The Yale Stress Center’s clinical practice offers both behavioral and physical health care that incorporates traditional interventions like medication and therapy, along with alternative ones, such as yoga, mindfulness meditation, acupuncture and biofeedback.

“We are finding that stress reduction interventions like mindfulness-based meditation can be extremely helpful to impact the stress cycle,” observes Sinha. “But the difficulty is that meditation on its own may not be enough to help addicted individuals.” And so Sinha and her colleagues are continuing to develop multipronged interventions that may also include coaching, physical therapy and medications.

Using downward dogs to treat depression

Sinha’s work, which started with the interaction between stress and addictive behavior, eventually expanded to include the gamut of behavioral addictions, from food to gambling to sex. She has also begun contemplating the effects of stress on motivated behaviors, both healthy and unhealthy, such as exercise and proper nutrition.

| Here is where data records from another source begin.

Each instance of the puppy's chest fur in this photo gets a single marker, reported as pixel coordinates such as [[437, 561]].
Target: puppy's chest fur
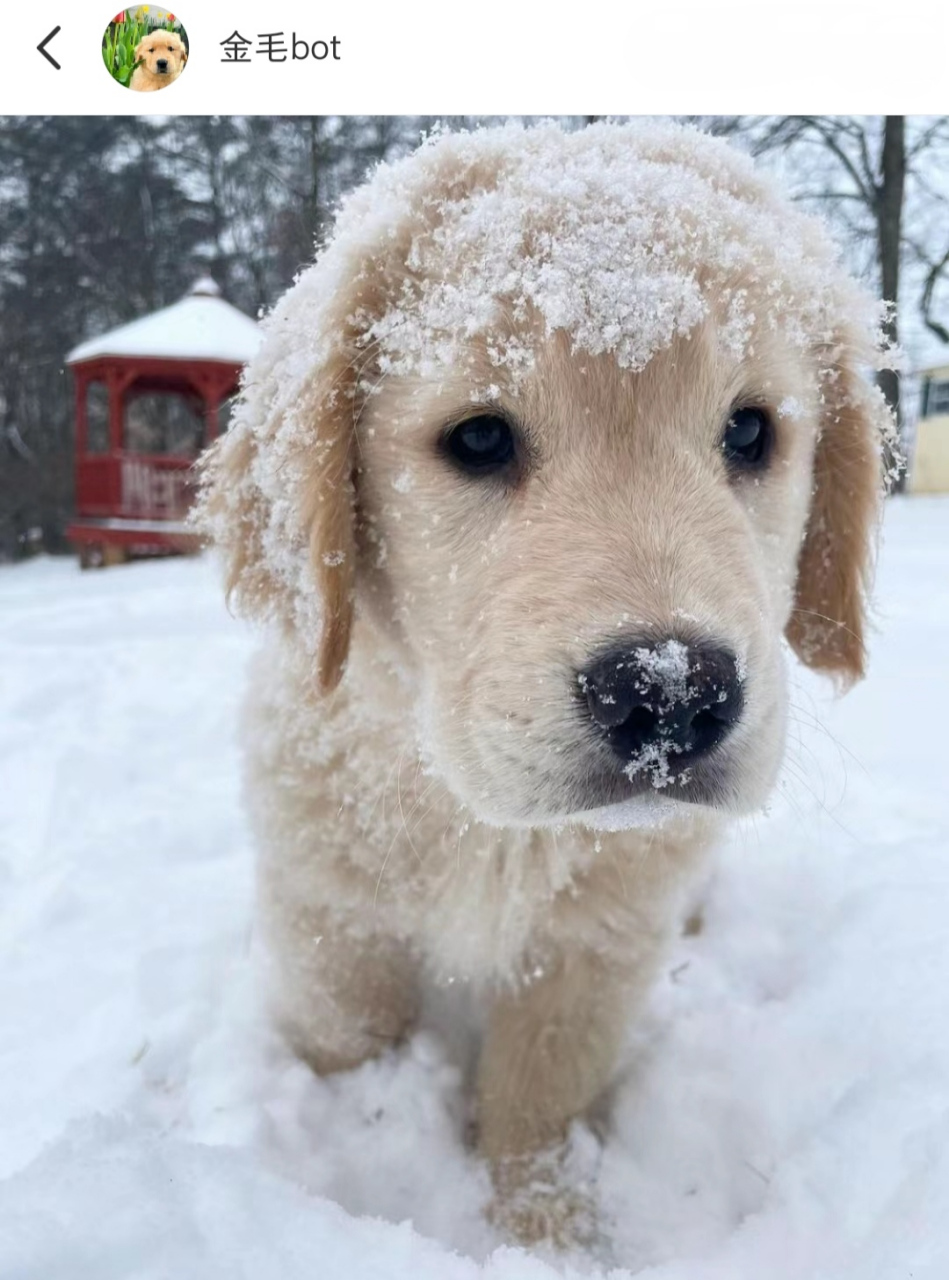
[[350, 818]]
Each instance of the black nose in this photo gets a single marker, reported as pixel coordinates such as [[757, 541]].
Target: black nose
[[662, 705]]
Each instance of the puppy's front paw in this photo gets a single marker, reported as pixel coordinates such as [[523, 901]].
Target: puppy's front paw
[[535, 1203]]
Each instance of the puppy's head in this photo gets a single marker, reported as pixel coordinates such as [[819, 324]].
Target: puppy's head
[[576, 425], [163, 54]]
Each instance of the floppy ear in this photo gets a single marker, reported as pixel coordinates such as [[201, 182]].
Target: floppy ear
[[277, 498], [835, 562]]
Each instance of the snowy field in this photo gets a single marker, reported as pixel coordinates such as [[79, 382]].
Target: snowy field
[[784, 1111]]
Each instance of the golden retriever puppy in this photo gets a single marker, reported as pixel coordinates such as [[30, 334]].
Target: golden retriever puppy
[[539, 466], [162, 58]]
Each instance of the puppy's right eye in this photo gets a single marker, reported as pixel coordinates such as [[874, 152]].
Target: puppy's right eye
[[482, 444]]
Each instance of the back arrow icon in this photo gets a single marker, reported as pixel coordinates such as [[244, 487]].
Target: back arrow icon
[[42, 45]]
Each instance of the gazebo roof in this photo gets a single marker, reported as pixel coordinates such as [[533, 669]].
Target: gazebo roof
[[200, 327]]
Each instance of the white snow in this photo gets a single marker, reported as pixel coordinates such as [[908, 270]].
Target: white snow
[[784, 1111], [200, 327], [623, 237]]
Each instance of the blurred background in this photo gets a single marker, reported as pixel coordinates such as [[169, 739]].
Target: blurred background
[[104, 220]]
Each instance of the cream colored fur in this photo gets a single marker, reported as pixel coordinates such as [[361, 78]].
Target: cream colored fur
[[160, 46], [416, 784]]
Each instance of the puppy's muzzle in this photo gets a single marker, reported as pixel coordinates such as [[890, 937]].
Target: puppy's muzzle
[[662, 704]]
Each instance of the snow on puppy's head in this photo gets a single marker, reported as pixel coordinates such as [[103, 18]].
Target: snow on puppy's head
[[471, 252]]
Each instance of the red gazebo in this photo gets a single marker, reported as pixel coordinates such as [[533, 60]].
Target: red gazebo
[[149, 397]]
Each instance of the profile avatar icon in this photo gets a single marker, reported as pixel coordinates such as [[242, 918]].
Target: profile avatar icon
[[145, 49]]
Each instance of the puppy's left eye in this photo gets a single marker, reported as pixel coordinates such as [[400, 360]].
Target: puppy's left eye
[[480, 444], [747, 439]]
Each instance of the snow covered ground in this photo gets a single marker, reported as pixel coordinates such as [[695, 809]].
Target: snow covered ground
[[785, 1109]]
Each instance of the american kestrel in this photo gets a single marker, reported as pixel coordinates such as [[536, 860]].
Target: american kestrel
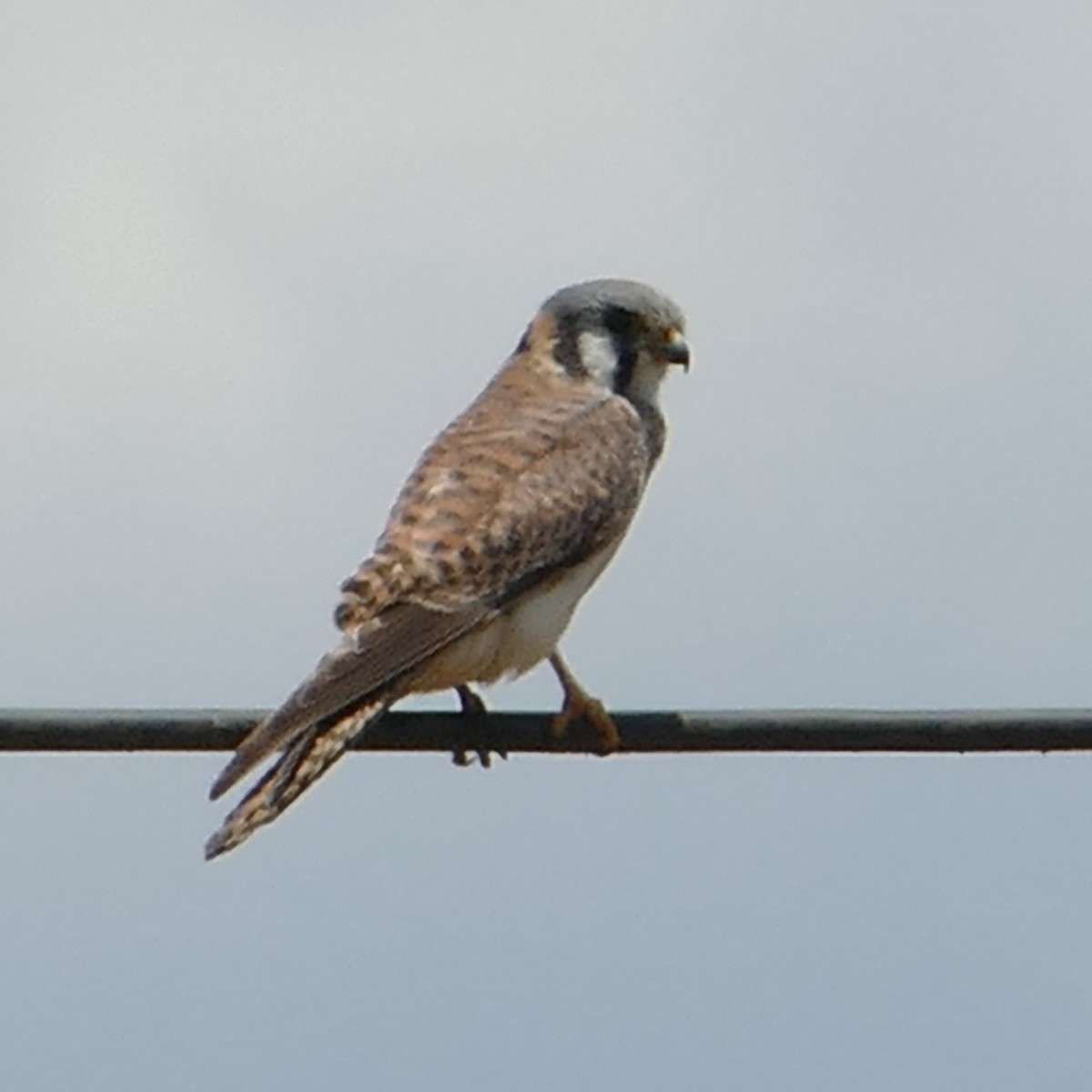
[[507, 520]]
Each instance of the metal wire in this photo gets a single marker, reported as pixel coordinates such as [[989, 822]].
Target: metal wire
[[831, 730]]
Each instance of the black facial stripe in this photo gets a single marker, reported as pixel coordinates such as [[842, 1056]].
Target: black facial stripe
[[567, 350], [625, 332]]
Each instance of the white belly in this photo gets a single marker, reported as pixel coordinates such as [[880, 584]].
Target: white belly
[[521, 637]]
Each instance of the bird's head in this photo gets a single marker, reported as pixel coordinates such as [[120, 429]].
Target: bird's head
[[622, 334]]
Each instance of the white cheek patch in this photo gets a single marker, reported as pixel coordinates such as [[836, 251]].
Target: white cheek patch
[[644, 382], [599, 356]]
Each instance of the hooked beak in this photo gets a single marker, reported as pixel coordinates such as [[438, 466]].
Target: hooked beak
[[677, 350]]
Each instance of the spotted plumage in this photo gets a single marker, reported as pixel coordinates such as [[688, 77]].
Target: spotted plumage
[[507, 520]]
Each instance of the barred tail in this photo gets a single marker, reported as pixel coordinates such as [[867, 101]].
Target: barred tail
[[301, 763]]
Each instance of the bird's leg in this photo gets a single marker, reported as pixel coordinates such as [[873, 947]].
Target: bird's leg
[[472, 704], [579, 703]]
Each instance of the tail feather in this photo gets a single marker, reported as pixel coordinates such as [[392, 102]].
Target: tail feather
[[301, 763]]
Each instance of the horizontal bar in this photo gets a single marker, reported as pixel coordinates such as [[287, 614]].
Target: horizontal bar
[[827, 730]]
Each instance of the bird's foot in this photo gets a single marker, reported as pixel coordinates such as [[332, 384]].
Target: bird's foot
[[470, 704], [580, 704]]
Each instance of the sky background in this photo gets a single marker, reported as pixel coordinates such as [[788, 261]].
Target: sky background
[[256, 255]]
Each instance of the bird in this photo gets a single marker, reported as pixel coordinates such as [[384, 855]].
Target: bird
[[507, 520]]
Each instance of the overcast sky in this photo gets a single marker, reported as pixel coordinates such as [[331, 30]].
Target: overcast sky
[[254, 257]]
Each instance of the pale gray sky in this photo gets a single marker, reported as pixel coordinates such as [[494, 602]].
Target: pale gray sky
[[255, 256]]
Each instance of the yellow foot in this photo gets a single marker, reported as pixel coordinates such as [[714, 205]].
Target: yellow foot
[[579, 703], [473, 705], [470, 703]]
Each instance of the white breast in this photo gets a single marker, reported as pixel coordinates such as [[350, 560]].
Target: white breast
[[521, 637]]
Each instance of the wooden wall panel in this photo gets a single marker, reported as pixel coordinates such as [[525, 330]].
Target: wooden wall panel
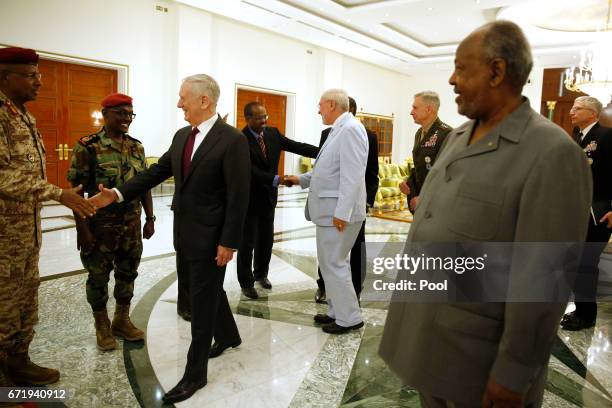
[[89, 83]]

She is particularly interested in food addiction right now; she’s concerned about the obesity epidemic and stress-induced eating.

She agrees that social and public health interventions are very important. When the cigarette tax was implemented and smoking was banned from public places, there was a dramatic drop in use. However, there are still a substantial number of people smoking.

“And you really can’t ban alcohol and high-fat foods. The buck has to stop at the individual level. My interest is in the connection between stress and behavior, and in finding ways to strengthen the mind and body so that we can resist both mental and physical disease.”

Sinha is not dancing much these days. “I am completely engaged with my work,” she says. “But I find it interesting that the dancing I did as a child and young person became the cornerstone of my work, that it shaped my career the way that it did.”

And as Sinha finds herself in a clinical care practice that includes yoga and mindfulness, she often feels as though she has come full circle, because “part of classical Indian dance is based on yogic principles.”

In its own way, she says, it has been an interesting and unexpected journey back home.